A discrete estimation of the uncertainty of the background redshift and its effects on cosmological parameters

TL;DR

This paper introduces a discrete model to quantify how inhomogeneities affect photon redshifts, impacting the estimation of cosmological parameters, especially at high redshifts, with implications for data analysis and modeling.

Contribution

It presents a simple, computationally efficient discrete model to estimate the uncertainty in redshift caused by inhomogeneities, aiding cosmological parameter analysis.

Findings

Dispersion in observed redshift scales with the square root of distance.

Inhomogeneity effects are negligible at low redshift but significant at high redshift.
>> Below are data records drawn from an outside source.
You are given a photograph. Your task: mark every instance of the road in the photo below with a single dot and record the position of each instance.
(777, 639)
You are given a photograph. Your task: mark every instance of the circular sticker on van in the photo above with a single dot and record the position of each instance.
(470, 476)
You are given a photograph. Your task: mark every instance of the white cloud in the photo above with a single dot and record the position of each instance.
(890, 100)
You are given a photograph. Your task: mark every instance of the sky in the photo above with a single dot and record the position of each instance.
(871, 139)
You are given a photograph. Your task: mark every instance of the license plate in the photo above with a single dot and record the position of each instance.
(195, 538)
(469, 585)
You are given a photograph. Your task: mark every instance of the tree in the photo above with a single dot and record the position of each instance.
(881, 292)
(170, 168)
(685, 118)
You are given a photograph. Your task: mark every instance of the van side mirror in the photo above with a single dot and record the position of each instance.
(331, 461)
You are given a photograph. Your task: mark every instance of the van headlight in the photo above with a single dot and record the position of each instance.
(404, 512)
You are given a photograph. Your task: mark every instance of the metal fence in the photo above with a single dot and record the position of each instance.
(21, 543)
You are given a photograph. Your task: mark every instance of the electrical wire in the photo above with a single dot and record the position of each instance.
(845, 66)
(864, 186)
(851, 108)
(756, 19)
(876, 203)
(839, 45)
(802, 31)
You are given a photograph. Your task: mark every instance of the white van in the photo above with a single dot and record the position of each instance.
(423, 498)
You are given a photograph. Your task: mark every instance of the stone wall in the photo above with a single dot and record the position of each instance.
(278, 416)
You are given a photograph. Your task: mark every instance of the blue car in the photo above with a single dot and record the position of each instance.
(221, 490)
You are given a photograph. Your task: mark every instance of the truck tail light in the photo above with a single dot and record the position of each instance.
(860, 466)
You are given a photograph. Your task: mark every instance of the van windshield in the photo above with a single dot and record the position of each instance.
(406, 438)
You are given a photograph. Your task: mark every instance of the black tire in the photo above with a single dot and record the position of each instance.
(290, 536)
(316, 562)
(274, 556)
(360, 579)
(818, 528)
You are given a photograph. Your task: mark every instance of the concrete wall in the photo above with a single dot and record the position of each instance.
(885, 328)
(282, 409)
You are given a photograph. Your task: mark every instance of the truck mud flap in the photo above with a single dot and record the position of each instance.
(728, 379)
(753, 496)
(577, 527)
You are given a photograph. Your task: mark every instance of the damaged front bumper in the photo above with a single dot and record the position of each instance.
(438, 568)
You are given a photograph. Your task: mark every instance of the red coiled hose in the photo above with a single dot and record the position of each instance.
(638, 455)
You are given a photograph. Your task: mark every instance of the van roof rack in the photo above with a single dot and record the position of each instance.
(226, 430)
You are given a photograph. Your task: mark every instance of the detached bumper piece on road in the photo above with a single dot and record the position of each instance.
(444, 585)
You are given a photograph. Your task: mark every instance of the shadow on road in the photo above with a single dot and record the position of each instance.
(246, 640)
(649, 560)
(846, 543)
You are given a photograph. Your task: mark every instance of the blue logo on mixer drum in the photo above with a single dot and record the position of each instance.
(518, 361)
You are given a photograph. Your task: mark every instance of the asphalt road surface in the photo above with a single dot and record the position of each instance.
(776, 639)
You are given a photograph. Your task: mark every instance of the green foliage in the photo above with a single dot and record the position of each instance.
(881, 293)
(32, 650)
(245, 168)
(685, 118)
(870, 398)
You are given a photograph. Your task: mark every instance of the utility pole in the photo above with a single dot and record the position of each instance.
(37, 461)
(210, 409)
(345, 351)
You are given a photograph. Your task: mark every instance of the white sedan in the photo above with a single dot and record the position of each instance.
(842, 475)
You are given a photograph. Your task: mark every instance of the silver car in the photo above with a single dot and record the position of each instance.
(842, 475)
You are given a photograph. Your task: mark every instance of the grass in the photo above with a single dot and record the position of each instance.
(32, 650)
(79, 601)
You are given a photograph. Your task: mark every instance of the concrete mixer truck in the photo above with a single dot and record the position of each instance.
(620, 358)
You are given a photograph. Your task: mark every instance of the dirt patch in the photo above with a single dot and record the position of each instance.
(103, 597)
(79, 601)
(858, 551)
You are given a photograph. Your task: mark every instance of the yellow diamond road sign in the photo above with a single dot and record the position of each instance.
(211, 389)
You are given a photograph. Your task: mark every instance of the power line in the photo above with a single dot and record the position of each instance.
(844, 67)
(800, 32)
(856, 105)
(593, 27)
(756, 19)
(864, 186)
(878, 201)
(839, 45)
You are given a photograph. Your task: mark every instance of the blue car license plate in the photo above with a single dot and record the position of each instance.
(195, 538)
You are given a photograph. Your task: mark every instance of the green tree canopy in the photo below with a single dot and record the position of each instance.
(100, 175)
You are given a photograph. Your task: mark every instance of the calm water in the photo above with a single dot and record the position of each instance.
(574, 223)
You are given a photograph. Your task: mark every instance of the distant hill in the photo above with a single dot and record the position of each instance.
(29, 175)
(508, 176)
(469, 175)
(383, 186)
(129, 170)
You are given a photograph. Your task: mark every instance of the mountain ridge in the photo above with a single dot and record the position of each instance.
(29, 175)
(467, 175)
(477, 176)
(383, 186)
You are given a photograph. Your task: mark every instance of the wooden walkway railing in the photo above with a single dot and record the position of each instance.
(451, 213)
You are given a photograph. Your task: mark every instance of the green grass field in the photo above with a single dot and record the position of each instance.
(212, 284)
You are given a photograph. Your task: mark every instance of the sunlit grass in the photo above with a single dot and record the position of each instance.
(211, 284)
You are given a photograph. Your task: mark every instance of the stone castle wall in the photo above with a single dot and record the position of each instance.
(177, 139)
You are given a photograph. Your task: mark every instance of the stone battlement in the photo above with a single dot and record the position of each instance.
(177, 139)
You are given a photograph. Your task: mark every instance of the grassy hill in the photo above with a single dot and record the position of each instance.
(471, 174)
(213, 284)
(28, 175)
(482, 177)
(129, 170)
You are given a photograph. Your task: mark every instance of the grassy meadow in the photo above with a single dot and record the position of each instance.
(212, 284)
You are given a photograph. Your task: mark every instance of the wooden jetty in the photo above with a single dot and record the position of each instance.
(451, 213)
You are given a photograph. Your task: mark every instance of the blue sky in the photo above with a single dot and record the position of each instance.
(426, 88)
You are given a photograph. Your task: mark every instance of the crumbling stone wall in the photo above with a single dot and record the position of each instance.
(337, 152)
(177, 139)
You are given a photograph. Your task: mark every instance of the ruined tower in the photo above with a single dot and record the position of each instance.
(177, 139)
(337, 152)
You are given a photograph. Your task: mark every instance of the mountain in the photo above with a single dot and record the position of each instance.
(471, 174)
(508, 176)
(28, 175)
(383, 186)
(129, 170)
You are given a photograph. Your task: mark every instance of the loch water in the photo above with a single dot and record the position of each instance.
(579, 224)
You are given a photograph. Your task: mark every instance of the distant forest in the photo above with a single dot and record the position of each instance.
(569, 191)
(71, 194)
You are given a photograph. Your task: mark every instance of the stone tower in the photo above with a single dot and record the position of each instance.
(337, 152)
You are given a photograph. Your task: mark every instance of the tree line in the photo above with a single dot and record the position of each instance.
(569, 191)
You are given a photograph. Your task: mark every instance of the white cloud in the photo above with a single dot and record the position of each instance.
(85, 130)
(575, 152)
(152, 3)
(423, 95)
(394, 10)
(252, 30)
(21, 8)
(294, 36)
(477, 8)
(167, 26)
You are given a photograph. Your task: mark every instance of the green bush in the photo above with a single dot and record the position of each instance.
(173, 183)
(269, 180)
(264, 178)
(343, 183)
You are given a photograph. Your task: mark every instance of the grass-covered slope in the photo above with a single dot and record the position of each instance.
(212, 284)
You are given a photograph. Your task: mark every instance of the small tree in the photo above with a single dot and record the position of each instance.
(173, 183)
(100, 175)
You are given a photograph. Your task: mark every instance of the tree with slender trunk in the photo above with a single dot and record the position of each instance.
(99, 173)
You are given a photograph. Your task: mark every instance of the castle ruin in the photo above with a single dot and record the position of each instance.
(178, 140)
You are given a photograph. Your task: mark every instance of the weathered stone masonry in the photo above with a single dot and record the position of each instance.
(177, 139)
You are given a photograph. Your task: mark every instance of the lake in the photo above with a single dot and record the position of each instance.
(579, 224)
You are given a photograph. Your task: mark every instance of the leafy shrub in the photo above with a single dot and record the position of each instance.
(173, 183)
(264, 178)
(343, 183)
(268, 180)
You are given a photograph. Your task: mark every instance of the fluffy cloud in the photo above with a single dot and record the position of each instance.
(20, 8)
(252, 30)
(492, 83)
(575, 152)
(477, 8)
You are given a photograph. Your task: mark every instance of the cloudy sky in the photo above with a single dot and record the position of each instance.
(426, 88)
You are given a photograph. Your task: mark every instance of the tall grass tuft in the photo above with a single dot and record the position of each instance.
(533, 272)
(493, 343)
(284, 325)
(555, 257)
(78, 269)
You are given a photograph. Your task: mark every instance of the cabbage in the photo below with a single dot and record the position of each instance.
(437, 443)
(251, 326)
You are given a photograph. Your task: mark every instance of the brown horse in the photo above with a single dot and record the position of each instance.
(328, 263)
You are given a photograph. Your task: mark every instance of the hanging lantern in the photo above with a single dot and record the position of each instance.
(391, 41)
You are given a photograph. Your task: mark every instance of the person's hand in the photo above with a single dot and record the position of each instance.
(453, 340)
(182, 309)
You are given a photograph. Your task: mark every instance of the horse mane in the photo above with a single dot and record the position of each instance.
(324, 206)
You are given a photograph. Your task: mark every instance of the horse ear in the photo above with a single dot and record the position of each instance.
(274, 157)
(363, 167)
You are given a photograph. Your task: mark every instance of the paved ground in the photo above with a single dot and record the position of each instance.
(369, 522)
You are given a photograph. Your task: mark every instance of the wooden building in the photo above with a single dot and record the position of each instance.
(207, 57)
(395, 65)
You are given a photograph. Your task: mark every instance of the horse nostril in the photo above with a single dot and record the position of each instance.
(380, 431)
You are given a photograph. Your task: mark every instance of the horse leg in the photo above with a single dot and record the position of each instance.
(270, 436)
Model reproduces stochastic photon propagation properties accurately.

Abstract

We develop a discrete model to account for the effects of inhomogeneities on the redshift of photons. Using this model we compute the probability distribution of the observed redshift respect to the background value, obtaining that its dispersion around the central value is proportional the square root of the comoving distance. This implies that data analysis should include a contribution to the total error budget which depends on the distance of the source. Assuming large scale inhomogeneities with a power spectrum given by primordial curvature perturbations the effect is expected to be small at low red-shift, and to become important only at very high redshift. We then consider what are the general implications for the estimation of background cosmological parameters, giving some example for the case of quantities related to the luminosity distance such as the Hubble parameter and the cosmological constant. The model correctly reproduces the expected stochastic properties of the propagation of photons in inhomogeneous media and due to its computational simplicity it could be particularly suitable for the numerical estimation of the effects of inhomogeneities on cosmological observables using Montecarlo methods.